Face Time Your Identity in a Selfie World by Kristen Hatton

[Review by: Molly Dawkins Barnes]

Series Note:  We know you’re busy.  We know there are a lot of books to read.  We also know there are some books that are worth your time and some that aren’t.  Bullet-Point Book Reviews cut to the chase, hit the high points, and recommend books that will be helpful resources for teens, parents, and youth workers.


Book Synopsis: In the first half of Face Time Your Identity in a Selfie World, Kristen Hatton goes through the story of creation, Fall, and redemption through the lens of a teenage girl living in a social-media-driven world. The second half focuses on case studies of real teenage girls struggling with things like comparison, body image, peer pressure, and self-harm. After each case study, she provides questions for the reader to examine what is at the core of each girl’s struggle.


  • The majority of those surveyed say they feel alone and cannot talk to their parents about what they are experiencing. Nearly 50 percent say they cannot share openly with their friends.
  • Instead of being secure and content in who God had made them (Adam and Eve) to be, they saw their sin and were ashamed, in the presence of God and each other.
  • God came down to enter your world. Not to judge you, but to be judged for you!
  • Over and over again, Satan lures your heart to believe idolatrous lies that promise that life can be found in external beauty, sex appeal, money, popularity, talents, accomplishments, fame, perfection or anything else.
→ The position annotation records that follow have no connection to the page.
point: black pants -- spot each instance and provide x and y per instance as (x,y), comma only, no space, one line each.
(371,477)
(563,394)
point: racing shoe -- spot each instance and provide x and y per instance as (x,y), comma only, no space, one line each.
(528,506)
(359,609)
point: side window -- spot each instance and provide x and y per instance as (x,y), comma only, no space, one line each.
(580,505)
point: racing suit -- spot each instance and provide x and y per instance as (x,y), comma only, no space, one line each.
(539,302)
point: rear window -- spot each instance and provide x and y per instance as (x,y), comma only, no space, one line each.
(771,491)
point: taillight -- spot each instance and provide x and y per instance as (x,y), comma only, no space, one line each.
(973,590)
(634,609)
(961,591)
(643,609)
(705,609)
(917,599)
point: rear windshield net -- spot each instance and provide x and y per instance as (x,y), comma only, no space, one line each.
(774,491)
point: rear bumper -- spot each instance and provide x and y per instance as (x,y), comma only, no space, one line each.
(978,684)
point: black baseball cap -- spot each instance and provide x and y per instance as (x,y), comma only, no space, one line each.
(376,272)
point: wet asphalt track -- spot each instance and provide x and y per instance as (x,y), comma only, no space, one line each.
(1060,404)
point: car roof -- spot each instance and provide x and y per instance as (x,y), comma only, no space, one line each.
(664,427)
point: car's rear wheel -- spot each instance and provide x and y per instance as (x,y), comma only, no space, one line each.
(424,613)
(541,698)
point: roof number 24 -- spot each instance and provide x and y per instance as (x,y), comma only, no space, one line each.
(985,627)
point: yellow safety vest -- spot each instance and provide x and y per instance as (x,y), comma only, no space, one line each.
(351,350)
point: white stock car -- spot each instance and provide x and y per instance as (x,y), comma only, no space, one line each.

Each of these pulls you into a downward spiral of self-absorption with whatever controlling desire (idol) you are chasing—after knocking you away from your secure and true identity in Christ.


  • Hatton begins every chapter with a small story of a teenage girl to illustrate her point. Every teen girl can relate to those feelings about social media, and the book does a great job of pulling you in those ways. Most teen girls will see themselves in the girls in the book.
  • Hatton provides Scripture references and questions at the end of each chapter.
  • The case studies are awesome. This would be a great book to use in a small group, and it would open a lot of discussion among your girls!

Conclusion: If you have a teenage daughter or you work with teen girls, I would highly recommend that you read this book. It helps you get a better sense of the world they’re living in, while also helping equip you to teach them to fight against the lies they believe. The case studies were my favorite part, and Hatton does a great job of setting that up in the first half of the book.